Cooch nodded. "Big trouble."

"And that don't mean a burn. I don't want him burned. I want him washed! You can turkey out, Sixto, go ahead. Only you better watch your step around here afterwards, that's all I'm telling you."

"I jus' thought ... oh, I jus' thought ... well, Zip, cann we talk to him?"

"Oh, come on, for Christ's sake!" Zip said angrily.

"Cann we jus' tell him to stop ... to stop talking to her no more? Cann we do dat? Why we have to ... to kill him?"

There was another long silence, for another word had been spoken, and this word was stronger than the first. And this word meant exactly what it said, this word meant kill, to take someone's life, kill, to murder. This was not a euphemism, a handy substitute like "wash." This was kill. And the word hung between them, the sentence hung between them on the still July air: "Why we have to ... to kill him?"

"Because I say so," Zip said softly.

"It be diff ren if he really was..."

"What else you going to do, huh? Get pushed around?" Zip asked. "Man, ain't you sick of all the time getting pushed around?"

"I dinn say that. I said..."

"Everybody in the neighborhood knows he made a pass at China!" Zip said plaintively. "Am I supposed to...?"

"He dinn make no pass!

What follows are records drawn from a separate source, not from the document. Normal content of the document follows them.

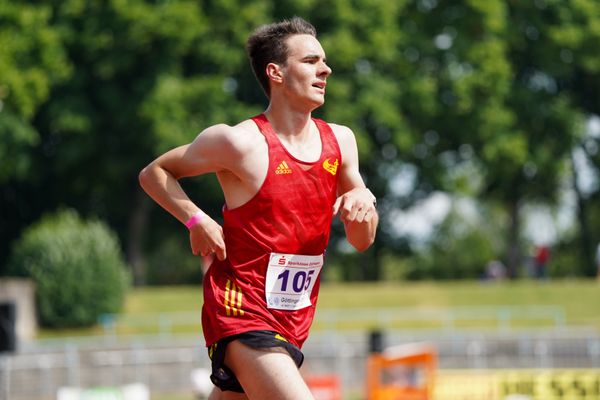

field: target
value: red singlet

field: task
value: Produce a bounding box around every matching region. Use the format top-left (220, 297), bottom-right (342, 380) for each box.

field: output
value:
top-left (202, 114), bottom-right (342, 347)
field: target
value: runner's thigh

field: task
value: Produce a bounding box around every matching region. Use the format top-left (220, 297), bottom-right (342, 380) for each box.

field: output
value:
top-left (225, 340), bottom-right (314, 400)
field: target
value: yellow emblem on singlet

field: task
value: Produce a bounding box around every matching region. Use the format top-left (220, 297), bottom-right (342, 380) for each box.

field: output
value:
top-left (275, 161), bottom-right (292, 175)
top-left (323, 158), bottom-right (340, 175)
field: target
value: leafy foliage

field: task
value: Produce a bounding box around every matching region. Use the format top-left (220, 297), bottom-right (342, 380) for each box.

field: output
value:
top-left (10, 211), bottom-right (127, 327)
top-left (0, 0), bottom-right (600, 284)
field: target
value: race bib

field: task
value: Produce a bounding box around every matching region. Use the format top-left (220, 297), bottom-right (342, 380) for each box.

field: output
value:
top-left (265, 253), bottom-right (323, 310)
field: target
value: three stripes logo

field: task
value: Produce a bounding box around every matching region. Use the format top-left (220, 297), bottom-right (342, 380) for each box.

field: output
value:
top-left (224, 279), bottom-right (244, 317)
top-left (275, 161), bottom-right (292, 175)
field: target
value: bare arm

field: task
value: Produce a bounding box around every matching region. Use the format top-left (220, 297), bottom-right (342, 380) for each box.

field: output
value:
top-left (139, 125), bottom-right (235, 260)
top-left (333, 125), bottom-right (379, 251)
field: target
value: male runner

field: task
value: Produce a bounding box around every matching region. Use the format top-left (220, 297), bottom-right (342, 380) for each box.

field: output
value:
top-left (140, 17), bottom-right (378, 400)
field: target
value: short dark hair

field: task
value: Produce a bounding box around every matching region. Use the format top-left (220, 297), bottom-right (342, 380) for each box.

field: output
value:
top-left (246, 17), bottom-right (317, 97)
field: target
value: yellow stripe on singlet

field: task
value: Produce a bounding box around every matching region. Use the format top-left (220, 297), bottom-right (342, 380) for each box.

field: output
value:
top-left (223, 279), bottom-right (244, 317)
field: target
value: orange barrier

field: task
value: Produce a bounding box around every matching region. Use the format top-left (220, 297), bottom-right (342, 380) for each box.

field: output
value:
top-left (367, 345), bottom-right (437, 400)
top-left (304, 374), bottom-right (342, 400)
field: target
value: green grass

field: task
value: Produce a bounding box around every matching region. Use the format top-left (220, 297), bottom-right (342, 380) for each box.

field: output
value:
top-left (41, 280), bottom-right (600, 337)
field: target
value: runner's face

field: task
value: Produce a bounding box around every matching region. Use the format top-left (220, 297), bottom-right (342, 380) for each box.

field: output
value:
top-left (282, 35), bottom-right (331, 109)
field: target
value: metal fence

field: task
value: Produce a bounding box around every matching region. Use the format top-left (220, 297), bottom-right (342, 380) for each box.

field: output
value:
top-left (0, 313), bottom-right (600, 400)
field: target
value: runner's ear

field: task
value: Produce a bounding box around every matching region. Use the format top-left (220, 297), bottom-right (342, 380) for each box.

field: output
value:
top-left (265, 63), bottom-right (283, 83)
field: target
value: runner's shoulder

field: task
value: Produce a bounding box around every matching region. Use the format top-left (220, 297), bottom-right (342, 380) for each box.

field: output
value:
top-left (328, 122), bottom-right (354, 141)
top-left (200, 120), bottom-right (263, 153)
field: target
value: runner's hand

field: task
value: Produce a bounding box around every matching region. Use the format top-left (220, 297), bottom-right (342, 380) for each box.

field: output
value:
top-left (190, 215), bottom-right (227, 261)
top-left (333, 188), bottom-right (377, 223)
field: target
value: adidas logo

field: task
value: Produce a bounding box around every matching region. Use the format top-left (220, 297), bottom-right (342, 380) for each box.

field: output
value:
top-left (275, 161), bottom-right (292, 175)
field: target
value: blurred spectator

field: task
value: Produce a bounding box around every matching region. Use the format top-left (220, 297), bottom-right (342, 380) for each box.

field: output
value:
top-left (533, 245), bottom-right (550, 279)
top-left (485, 260), bottom-right (506, 281)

He ony say hello!"

"Am I supposed to go over and have a chat with him? How are you, Alfie old boy, how you been? I understand you was feeling up China the other day, was it good? Am I supposed to hold his goddamn hand, Sixto?"

"No, but..."

"Don't you want these other clubs to notice us? Don't you want them to know we got self-respect?"

"Sure, but..."

"So we going to let a creep like Alfie go around screwing our debs?"

Sixto shook his head. "Zip, Zip, he dinn even..."

"Okay, listen to me," Zip said. "After we pull this today, we're in. You understand that? We wash this creep, and there ain't nobody in this neighborhood who don't know the Latin Purples from then on in. They'll know we don't get pushed around by anybody! Every damn kid on this block'll want to be in the club after today. We're gonna be ... something! Something!" He paused to catch his breath. His eyes were glowing. "Am I right, Cooch?"